Casamance: René Capain Bassène sur les incidences de la crise politique en Gambie sur le conflit en Casamance

René Capain BASSENE, journaliste, écrivain et observateur du conflit en Casamance se prononce :

– Yahya Jammeh n’est ni père fondateur, ni parrain du MFDC.

– Aussi bien la Guinée Bissau que la Gambie, aucun de ces pays n’a une emprise réelle sur le MFDC.

– Une intervention militaire en Gambie pourrait avoir de lourdes conséquences sur les populations civiles vivant dans ce pays et celles vivant de part et d’autre de la frontière avec le Sénégal.

A la suite du refus de du président Yahya Jammeh d’accepter le verdict des urnes et de reconnaitre sa défaite, beaucoup d’acteurs stipulent qu’il compte sur le MFDC pour l’aider en cas d’intervention militaire. Pour vous qui suivez de très prés le conflit en Casamance pouvez vous nous donner votre analyse de cette situation ?

Vous savez, je ne suis pas quelqu’un qui s’empresse de parler et d’émettre des analyses sur des situations très dynamiques et difficilement cernables comme c’est le cas de nos jours en Gambie.

Aucun parmi tous ces acteurs qui à travers les médias ne cessent de nous inonder de leurs analyses, n’avait imaginé que Yahya Jammeh allait accepter sa défaite avant proclamation des résultats et nul d’entre aux ne s’était imaginé que ce même Yahya Jammeh allait dix jours après rejeter le verdict des urnes en se proclamant vrai vainqueur des élections présidentielles.

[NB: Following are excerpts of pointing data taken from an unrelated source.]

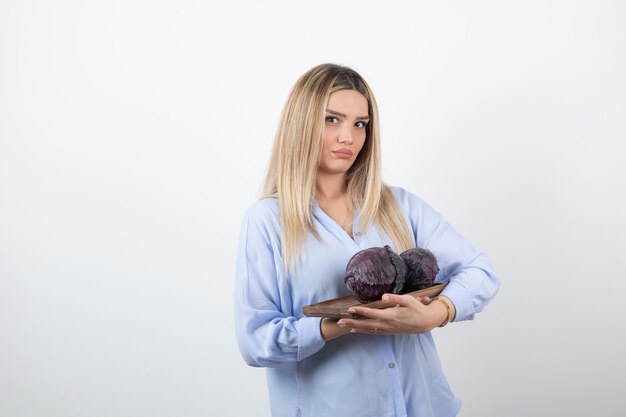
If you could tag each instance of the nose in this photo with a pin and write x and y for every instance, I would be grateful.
(345, 136)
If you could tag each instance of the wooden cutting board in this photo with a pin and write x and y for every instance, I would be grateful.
(338, 307)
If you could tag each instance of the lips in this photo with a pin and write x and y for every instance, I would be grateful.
(343, 153)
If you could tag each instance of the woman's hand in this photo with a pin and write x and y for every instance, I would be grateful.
(410, 315)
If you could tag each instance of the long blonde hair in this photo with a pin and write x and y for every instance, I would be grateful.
(296, 156)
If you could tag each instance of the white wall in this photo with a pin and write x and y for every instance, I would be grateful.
(134, 134)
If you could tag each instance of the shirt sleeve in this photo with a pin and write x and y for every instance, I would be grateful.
(267, 334)
(472, 281)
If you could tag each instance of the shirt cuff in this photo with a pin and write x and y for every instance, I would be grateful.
(310, 338)
(462, 300)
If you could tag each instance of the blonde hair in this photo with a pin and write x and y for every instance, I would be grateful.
(296, 156)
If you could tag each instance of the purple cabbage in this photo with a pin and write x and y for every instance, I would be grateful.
(422, 269)
(373, 272)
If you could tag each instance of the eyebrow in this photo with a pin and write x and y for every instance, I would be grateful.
(336, 113)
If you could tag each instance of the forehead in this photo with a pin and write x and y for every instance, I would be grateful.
(349, 102)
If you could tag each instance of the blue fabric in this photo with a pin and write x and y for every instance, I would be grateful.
(356, 374)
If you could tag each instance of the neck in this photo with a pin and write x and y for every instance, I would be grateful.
(330, 186)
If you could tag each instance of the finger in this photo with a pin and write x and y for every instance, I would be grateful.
(372, 313)
(403, 300)
(363, 325)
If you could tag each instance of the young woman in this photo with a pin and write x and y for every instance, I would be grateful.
(324, 200)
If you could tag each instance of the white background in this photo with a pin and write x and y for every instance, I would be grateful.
(134, 134)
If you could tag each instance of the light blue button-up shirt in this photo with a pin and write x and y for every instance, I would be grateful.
(357, 374)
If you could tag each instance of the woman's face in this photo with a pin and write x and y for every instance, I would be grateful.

C’est pour dire que ces acteurs dont vous parler ont plutôt donné leurs avis ou leurs impressions à chaud car pour émettre une analyse sérieuse, il faut se donner un peu de temps surtout quand il s’agit de certains sujets.

Je ne suis pas géopoliticien ni diplomate. Je ne peux donc pas m’aventurer à m’exprimer sur les projets et nouvelles ambitions de Yahya Jammeh et sur ce que deviendra la Gambie.

Mais je vais sur la base de faits précis tenter de répondre à votre question concernant une éventuelle immixtion du MFDC dans la crise politique gambienne.

D’abord je tiens à préciser que :

  1. Yahya Jammeh n’est pas le père fondateur du MFDC.
  2. Il était arrivé au pouvoir en 1994 sans aucune implication directe ou indirecte du MFDC.
  3. Il n’avait aucune emprise réelle sur les combattants du MFDC, tout comme le président Bissau guinéen.
  4. Avec ou sans Jammeh, le mouvement va continuer à exister tant qu’il n’y aura pas d’accord de paix final.

On dit que Jammeh aurait livré des armes aux combattants du MFDC pour l’aider à résister en cas d’intervention militaire. Confirmez-vous cette information ?

Rires. Je suis quelqu’un qui dans mes interventions ne parle que sur la base des faits. J’ai toujours condamné les analystes qui en parlant du conflit casamançais utilisent le conditionnel. Ce temps leur permet de dire des choses qui souvent déstabilisent les populations et sèment la crainte et la confusion en leur sein tout en leur octroyant une certaine couverture du point de vue éthique et judiciaire.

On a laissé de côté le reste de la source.